Jamie Goodwin said...

That's the best argument I have heard yet in defense of Bush.

You got to realize though, had things went the same (or a simular) way with a Democrat in office that conservatives would be saying Gore Lied as well.. right?

It is all a political game.. one that is rather tireing if you ask me.

Lib or Con either way, way to many people are towing the party line these days for my comfort.

Chalicechick said...

1. That you assume that religious people wouldn’t lie or make war shows an alarming innocence about religious people and the way they have behaved throughout all of human history, and I say this as a religious person.
2. Colin Powell has as much as said he was mislead. (Check out his September 13, 2004 testimony in front of Congress where he pretty much begs for more CIA oversight and asks for a National Intelligence Director position to be created to keep future Secretaries of State from screwing the pooch so severely.) If you’d prefer something more paranoid, consider that Colin Powell claimed to not remember some 30 things during the Iran Contra investigation, which lends credence to the possibility that perhaps he’s an administration monkey boy after all. Either explanation could work, could be a combination of both. I tend to believe the first.
3. Now that we know that some of the information was bull, I don’t recall that anyone has been fired. So why would you assume anyone who helped with the war was “throwing away” his or her career? Do you have any news articles about people being fired from the CIA due to the screwups that Powell was delighted to detail in the above testimony?

CC

Joel Monka said...

1. In general terms, religious people are capable of appalling acts- but only within the zeitgeist of their sect's worldview. To the religious right, America is "the shining city on the hill", favored by God- treason against America would be blasphemy against God.

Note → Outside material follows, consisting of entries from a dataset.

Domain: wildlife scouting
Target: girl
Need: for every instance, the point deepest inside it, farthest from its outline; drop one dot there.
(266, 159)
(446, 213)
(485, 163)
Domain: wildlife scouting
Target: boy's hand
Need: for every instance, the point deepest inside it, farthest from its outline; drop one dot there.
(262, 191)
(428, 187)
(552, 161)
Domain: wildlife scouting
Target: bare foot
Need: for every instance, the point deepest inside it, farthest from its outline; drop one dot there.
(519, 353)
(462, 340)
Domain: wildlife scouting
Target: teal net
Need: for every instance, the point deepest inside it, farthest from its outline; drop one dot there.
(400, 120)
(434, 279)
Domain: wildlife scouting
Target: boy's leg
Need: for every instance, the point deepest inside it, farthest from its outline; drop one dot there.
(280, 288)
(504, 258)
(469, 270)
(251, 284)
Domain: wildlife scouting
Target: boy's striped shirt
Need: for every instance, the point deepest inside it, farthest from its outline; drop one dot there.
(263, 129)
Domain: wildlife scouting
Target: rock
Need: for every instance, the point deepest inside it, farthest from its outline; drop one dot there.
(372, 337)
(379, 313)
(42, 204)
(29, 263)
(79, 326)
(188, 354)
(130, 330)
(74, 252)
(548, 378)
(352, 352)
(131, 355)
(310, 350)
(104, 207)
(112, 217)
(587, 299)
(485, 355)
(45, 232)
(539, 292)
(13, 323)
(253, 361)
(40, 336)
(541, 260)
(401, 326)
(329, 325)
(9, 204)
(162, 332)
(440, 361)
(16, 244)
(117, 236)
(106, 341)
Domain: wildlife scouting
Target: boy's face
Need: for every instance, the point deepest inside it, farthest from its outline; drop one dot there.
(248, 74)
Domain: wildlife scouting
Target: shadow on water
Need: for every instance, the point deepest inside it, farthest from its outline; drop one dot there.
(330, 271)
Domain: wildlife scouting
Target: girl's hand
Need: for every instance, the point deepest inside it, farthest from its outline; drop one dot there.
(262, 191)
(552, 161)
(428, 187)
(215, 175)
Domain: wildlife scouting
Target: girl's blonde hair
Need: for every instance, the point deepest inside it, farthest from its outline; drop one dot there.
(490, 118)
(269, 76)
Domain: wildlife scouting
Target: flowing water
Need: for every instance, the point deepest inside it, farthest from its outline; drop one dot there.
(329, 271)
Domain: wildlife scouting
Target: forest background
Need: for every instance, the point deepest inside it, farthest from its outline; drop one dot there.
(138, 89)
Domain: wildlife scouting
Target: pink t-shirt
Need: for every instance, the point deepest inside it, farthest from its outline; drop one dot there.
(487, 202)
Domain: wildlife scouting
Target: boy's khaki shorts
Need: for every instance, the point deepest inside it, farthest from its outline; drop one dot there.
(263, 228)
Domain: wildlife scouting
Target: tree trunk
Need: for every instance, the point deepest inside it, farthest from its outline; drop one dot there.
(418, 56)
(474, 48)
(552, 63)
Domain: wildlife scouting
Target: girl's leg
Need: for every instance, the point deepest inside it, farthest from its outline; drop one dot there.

2.The difference here is the the difference between incompetence and criminal conspiracy. Screw the pooch? They could have impregnated the whole kennel! But that is NOT what Kennedy, Boxer, Rangell, Pelosi, Dean, and many others are accusing the administration of. The accusation is that Bush knowingly and deliberately, with malice of forethought, invented evidence so that he could go to war for the sole purpose of winning reelection. Colin Powell could not have tolerated that. Nor could Tony Blair.

3. People are rarely fired for incompetence, even when people die as a result- ask Janet Reno. But anyone caught manufacturing evidence from scratch has committed a criminal act, stepped beyond the bounds.

Chalicechick said...

1. I don't think Bush would do something he saw as treasonous. But I'm not convinced he wouldn't go to war for less than wonderful reasons. And it all depends on exactly how one defines "treasonous."

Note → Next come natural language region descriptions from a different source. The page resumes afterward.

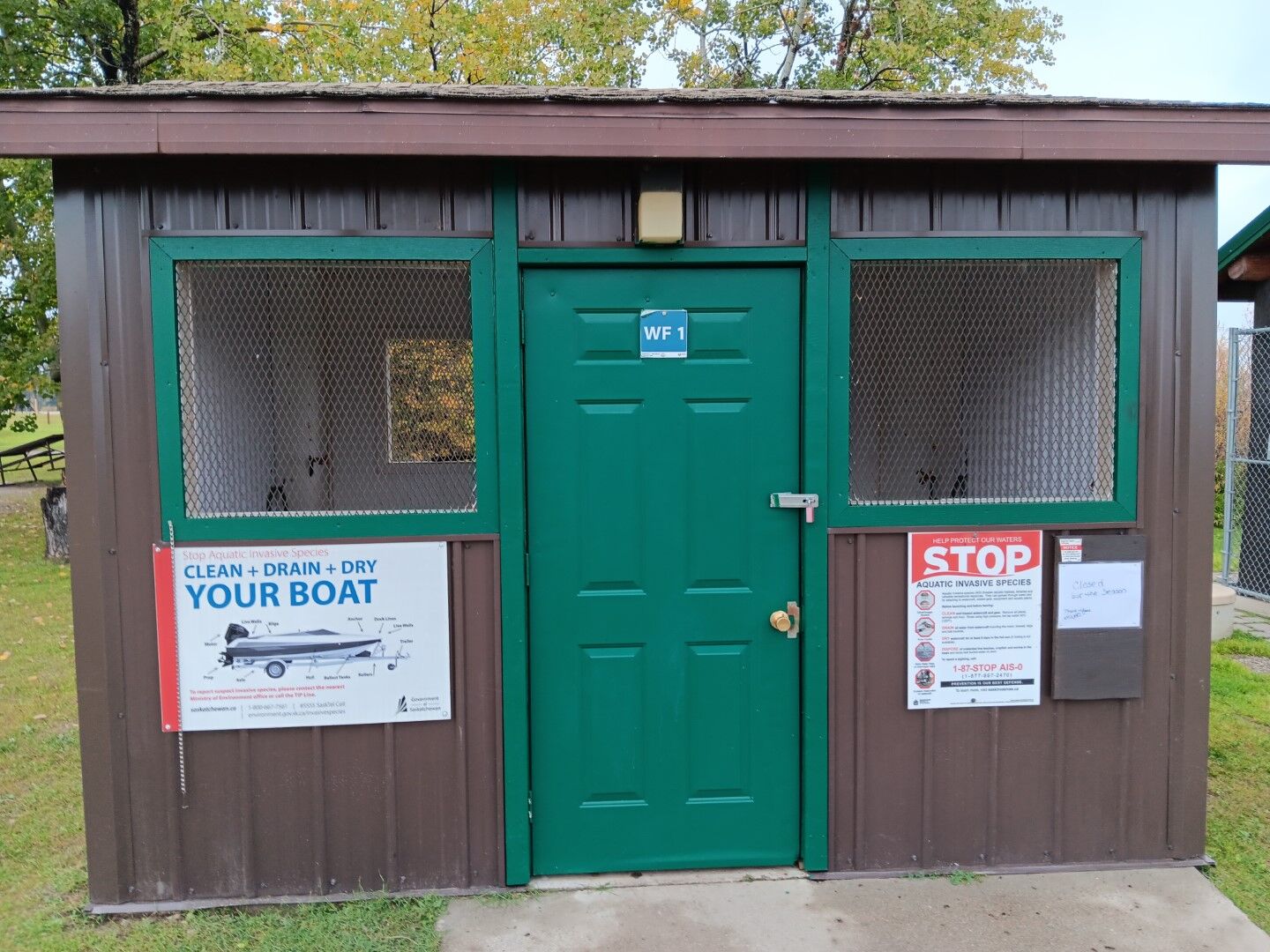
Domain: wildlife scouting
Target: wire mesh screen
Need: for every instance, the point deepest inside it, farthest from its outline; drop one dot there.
(325, 387)
(1243, 510)
(983, 381)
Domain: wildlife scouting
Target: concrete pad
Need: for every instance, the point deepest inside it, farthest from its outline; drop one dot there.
(1132, 911)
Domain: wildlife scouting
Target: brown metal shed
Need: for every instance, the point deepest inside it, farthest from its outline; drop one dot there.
(548, 184)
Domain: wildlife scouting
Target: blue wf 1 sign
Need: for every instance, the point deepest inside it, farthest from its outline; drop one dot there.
(663, 333)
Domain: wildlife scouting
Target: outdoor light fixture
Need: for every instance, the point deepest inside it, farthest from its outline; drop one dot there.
(661, 205)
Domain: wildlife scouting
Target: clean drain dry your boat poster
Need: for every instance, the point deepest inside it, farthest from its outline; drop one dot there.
(975, 619)
(290, 636)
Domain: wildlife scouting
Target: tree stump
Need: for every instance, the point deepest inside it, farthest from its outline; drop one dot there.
(54, 508)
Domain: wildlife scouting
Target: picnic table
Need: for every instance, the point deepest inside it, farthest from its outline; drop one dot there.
(43, 453)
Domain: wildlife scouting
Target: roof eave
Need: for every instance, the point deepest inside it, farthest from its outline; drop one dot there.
(597, 126)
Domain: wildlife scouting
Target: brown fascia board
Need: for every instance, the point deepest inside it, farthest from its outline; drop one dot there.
(609, 124)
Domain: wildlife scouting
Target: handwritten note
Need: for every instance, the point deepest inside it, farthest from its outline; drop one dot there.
(1100, 596)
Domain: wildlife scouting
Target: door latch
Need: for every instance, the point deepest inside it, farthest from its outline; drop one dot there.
(807, 502)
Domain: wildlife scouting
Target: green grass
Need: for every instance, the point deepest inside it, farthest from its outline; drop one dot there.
(46, 426)
(1235, 550)
(1238, 799)
(42, 874)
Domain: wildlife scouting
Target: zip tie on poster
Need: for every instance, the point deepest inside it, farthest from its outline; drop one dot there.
(181, 734)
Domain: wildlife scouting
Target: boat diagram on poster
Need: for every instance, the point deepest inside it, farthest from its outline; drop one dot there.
(279, 636)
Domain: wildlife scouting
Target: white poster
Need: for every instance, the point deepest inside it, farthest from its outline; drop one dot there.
(1100, 596)
(286, 636)
(975, 619)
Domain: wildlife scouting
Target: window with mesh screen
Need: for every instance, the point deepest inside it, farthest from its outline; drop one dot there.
(325, 387)
(983, 381)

2. For the record, I don't think that Bush went to war just to get reelected. That said, his lack of interest in North Korea indicates that countries with oil are more interesting. And Colin Powell was easy enough to fool that Bush could easily have manuevered around him. As for the people who are saying other wise, asshat though he is, I don't judge the entire right by Rick Santorum.

3. Seems to me that the CIA could probably handle covering it up if one person were directly implicated. More realistically, the CIA being in the business of secrets, they would just spread the blame around enough that no individual took the heat.

Seems to have worked fine.

CC

Bill Baar said...

Bush is interested in North Korea and the whole access of evil. Don't doubt that.

What's insightful is how silent the whole Bush lied crowd has gone over Iran.

I think Bush is not doing enough to foment Democratic revolution there. Are best ally in Iran is the Iranian people.

I fear a "Kerry war of last resort" option for Iran. We'll exhaust diplomacy and not foster revolution leaving the only option a devastating first strike and the systematic destruction of Iran's cities.

It will be the ultimate example of Orwell's cruel pacifist. Do nothing in the name of peace until the only think we can still do is utterely anniliate the place before the launch a strike against us.

Bill Baar said...

It's interesting too how silent groups like UUA are on herioc dissidents in Iran like Ganja Akbar. It's really moral abdication.